Bug 1743358

Please talk to Red Hat Support.

I have experienced the same issue and can add a bit more detail. Have been troubleshooting this since last week, as I had to exclude samba* from monthly patching on ~25 AD joined RHEL 6.10 VMs.

Upon updating to 3.6.23-52, id is no longer resolving any secondary security groups from AD, and only returns the primary group:

id first.last.adm

uid=########(first.last.adm) gid=########(domain users) groups=########(domain users)

Prior to update, and on rollback to 3.6.23-51, the output of id first.last.adm:

uid=########(first.last.adm) gid=########(domain users) groups=########(domain users),########(sql_admins),########(plone_admins),########(beta_testers),########(domain_servers_local_admin),########(domain_servers_rdp_access),########(global_admins),########(vcenter_system_admins),########(linux_admins),########(domain admins),########(BUILTIN+users),########(BUILTIN+administrators)

In this case, the linux_admins group is in the sudoers file. Have tested changing the primary group in AD to linux_admins: this resolves the sudoers problem, but not the underlying issue of not resolving secondary groups.

I have a case with this issue as well, 02457499.

They updated these packages:
  samba.x86_64 0:3.6.23-52.el6_10
  samba-client.x86_64 0:3.6.23-52.el6_10
  samba-common.x86_64 0:3.6.23-52.el6_10
  samba-winbind.x86_64 0:3.6.23-52.el6_10
  samba-winbind-clients.x86_64 0:3.6.23-52.el6_10

And winbind is no longer able to pull supplementary groups. 

When they roll back the update the systems start working again.

Any help would be appreciated.

We have the same issues as described in this bug report. Started after upgrading to samba 3.6.23-52 which appears to have been released with backported patches for Bug 1638774.

Have the same issue described by JD above! Please correct it asap. Thank you.

I am also having the same problem and reverted back to 3.6.23-51. Strange as I am not using winbind. Anyone else having the same issues not using winbind?

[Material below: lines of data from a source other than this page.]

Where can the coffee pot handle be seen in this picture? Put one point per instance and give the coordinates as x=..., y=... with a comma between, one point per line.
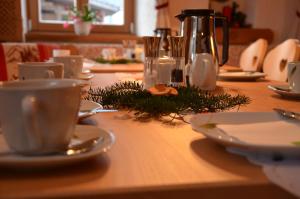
x=29, y=109
x=225, y=43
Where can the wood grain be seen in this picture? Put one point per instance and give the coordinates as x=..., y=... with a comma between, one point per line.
x=152, y=159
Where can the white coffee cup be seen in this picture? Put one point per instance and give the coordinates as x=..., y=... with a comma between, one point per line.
x=40, y=70
x=72, y=65
x=294, y=76
x=39, y=116
x=61, y=52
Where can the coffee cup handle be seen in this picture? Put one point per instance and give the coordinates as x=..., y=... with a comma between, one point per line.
x=29, y=110
x=50, y=74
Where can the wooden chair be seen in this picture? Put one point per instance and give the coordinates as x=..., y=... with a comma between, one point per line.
x=252, y=57
x=275, y=64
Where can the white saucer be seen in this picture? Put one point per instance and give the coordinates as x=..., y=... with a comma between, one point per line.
x=241, y=76
x=86, y=76
x=284, y=91
x=253, y=132
x=82, y=133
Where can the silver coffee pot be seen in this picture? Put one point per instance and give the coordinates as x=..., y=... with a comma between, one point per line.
x=198, y=28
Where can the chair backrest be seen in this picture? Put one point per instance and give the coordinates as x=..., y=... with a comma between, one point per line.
x=252, y=57
x=275, y=64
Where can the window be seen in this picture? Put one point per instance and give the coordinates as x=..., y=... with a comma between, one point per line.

*** Bug 1744767 has been marked as a duplicate of this bug. ***

Hello Team,

There are the customer words from my case (02457494):
===================================================================================================

Hi everyone,
I can confirm that the test RPMs appear to restore the supplemental groups to the user accounts:

Installed:
  samba.x86_64 0:3.6.23-52.el6_10
  samba-client.x86_64 0:3.6.23-52.el6_10
  samba-common.x86_64 0:3.6.23-52.el6_10
  samba-winbind.x86_64 0:3.6.23-52.el6_10
  samba-winbind-clients.x86_64 0:3.6.23-52.el6_10

# just one line of output
[root@tstel6-01 samba-test]# id adm_lai | sed 's/,/\n/g' | wc -l
1

# because no supplemental groups for the sed to newline
[root@tstel6-01 samba-test]# id adm_lai
uid=16778363(adm_lai) gid=16777729(domain users) groups=16777729(domain users)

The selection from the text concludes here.